Bis heute folgten sechs weitere, wobei «Same Girl», die aktuelle CD von Youn Sun Nah, 2010 an die Spitze der französischen Jazz- und Pop-Charts schnellte. «Same Girl» wurde zudem mit dem Korean Music Award, dem Deutschen Echo und zahlreichen weiteren Preisen ausgezeichnet.
Was wenig überrascht, denn auf dem Album spielt die Sängerin all ihre Qualitäten aus. Sie spannt einen weiten Bogen von altbekannten Standards über asiatische Folklore bis zu groovy Worldpop. Youn Sun Nah tut dies mit einer Stimme, die in ihrer samtenen Fülle eher an schwarzen Soul als koreanische Hymnik erinnert und in ihrer weiten Spanne wie Dynamik den akademischen Unterbau erahnen lässt.
Vielseitig arrangiert
Hinzu kommt, dass Youn Sun Nah ein glückliches Händchen hat für Arrangeure und Produzenten. Zum Jazz-Standard «My Favorite Things» von Rodgers/Hammerstein begleitet sie sich selbst nur mit dem afrikanischen Daumenklavier Kalimba. Den Song «Enter Sandman» von Metallica beginnt sie flüsternd zu zart gezupfter Akustikgitarre. Opulent orchestriert und groovend dagegen «Breakfast in Baghdad» von Ulf Wakenius. Mit dem schwedischen Gitarristen, Arrangeur und Produzenten arbeitet Youn Sun Nah seit 2009 zusammen. Im Duo mit ihm gastiert sie nun in Stans und Zürich. Den dritten Schweizer Auftritt am Festival Cully Jazz freilich bestreitet Youn Sun Nah mit ihrem Quartett.
Frankofone Stimmen an den Stanser Musiktagen
Mit der frankofonen Spezialschiene möchten die Stanser Musiktage Begegnungen mit Künstlern ermöglichen, die jenseits des erweiterten Röstigrabens am Werk sind.
Tatsächlich sind Juliette, Maïa Vidal oder Titi Robin bereits in der Romandie einem breiten Publikum bekannt, in der Deutschschweiz aber noch zu entdecken.
Juliette hat sich der französischen Chansontradition verschrieben. Die Enkelin alge- rischer Emigranten gestaltet ihre Konzerte als bunt-fidele Performances. In Stans wird die 50-jährige Sängerin und Pianistin am Mo, 16.4., im Kollegium St. Fidelis ihr neues Album «No parano» vorstellen.
Als Kontrapunkt dazu wirkt Maïa Vidal mit ihrer zierlichen Mädchenstimme.

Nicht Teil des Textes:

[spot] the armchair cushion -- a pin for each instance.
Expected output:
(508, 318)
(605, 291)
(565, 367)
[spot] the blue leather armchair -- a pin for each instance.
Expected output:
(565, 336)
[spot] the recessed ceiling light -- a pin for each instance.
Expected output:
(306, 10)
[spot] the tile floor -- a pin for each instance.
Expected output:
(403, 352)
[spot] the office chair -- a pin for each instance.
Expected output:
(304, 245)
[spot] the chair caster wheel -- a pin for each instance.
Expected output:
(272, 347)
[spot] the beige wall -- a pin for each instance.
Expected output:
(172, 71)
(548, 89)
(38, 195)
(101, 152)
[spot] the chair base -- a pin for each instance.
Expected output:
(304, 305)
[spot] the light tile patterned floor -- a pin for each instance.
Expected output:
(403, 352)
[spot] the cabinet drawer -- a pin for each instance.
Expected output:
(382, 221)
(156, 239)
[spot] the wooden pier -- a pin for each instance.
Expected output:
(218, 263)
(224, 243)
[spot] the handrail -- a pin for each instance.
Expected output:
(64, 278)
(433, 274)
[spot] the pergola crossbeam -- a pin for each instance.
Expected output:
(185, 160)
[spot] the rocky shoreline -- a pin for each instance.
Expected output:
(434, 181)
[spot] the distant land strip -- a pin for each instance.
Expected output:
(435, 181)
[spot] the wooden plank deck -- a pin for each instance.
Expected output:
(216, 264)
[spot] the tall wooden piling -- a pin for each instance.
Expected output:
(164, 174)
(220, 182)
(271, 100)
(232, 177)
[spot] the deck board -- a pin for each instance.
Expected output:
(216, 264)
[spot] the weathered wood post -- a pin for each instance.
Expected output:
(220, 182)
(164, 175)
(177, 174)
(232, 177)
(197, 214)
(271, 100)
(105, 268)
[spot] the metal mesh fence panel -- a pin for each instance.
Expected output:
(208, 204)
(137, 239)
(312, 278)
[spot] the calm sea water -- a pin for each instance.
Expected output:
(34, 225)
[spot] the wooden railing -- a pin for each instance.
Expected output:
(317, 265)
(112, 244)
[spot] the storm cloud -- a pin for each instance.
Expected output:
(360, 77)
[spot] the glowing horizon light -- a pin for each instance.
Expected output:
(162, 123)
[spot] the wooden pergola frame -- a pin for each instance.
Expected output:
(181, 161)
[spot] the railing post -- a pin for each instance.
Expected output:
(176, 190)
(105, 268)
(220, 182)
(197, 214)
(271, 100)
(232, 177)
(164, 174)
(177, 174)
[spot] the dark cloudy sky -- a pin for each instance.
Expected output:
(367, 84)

Doch die US-Französin vermag mächtig aufzutrumpfen, wenn sie zum Akkordeon, zur Gitarre oder einem anderen ihrer zahlreichen Instrumente greift. Vidal wird mit ihrem Trio am Fr, 20.4., im Theater an der Mürg spielen.
Nochmals ganz anders klingt Sandra Nkaké, die am Mo, 16.4., im Engel-Club auftritt. Die in Kamerun geborene Sängerin zählt zu Frankreichs vielversprechendsten Nu-Soul-Stimmen. Ihre Landsfrau Kareyce Fotso dagegen, die am Fr, 20.4., solo im Chäslager zu hören sein wird, ist eher «traditioneller» Afromusik verpflichtet. Sie spielt Gitarre, Perkussionsinstrumente, aber auch Daumenklavier. Die nicht weniger exotische Maultrommel spielt Wang Li am Sa, 21.4., im Unteren Beinhaus. Wie Youn Sun Nah (siehe Haupttext) hat der Chinese seine ferne Heimat schon früh verlassen und lebt seit 2001 in Paris.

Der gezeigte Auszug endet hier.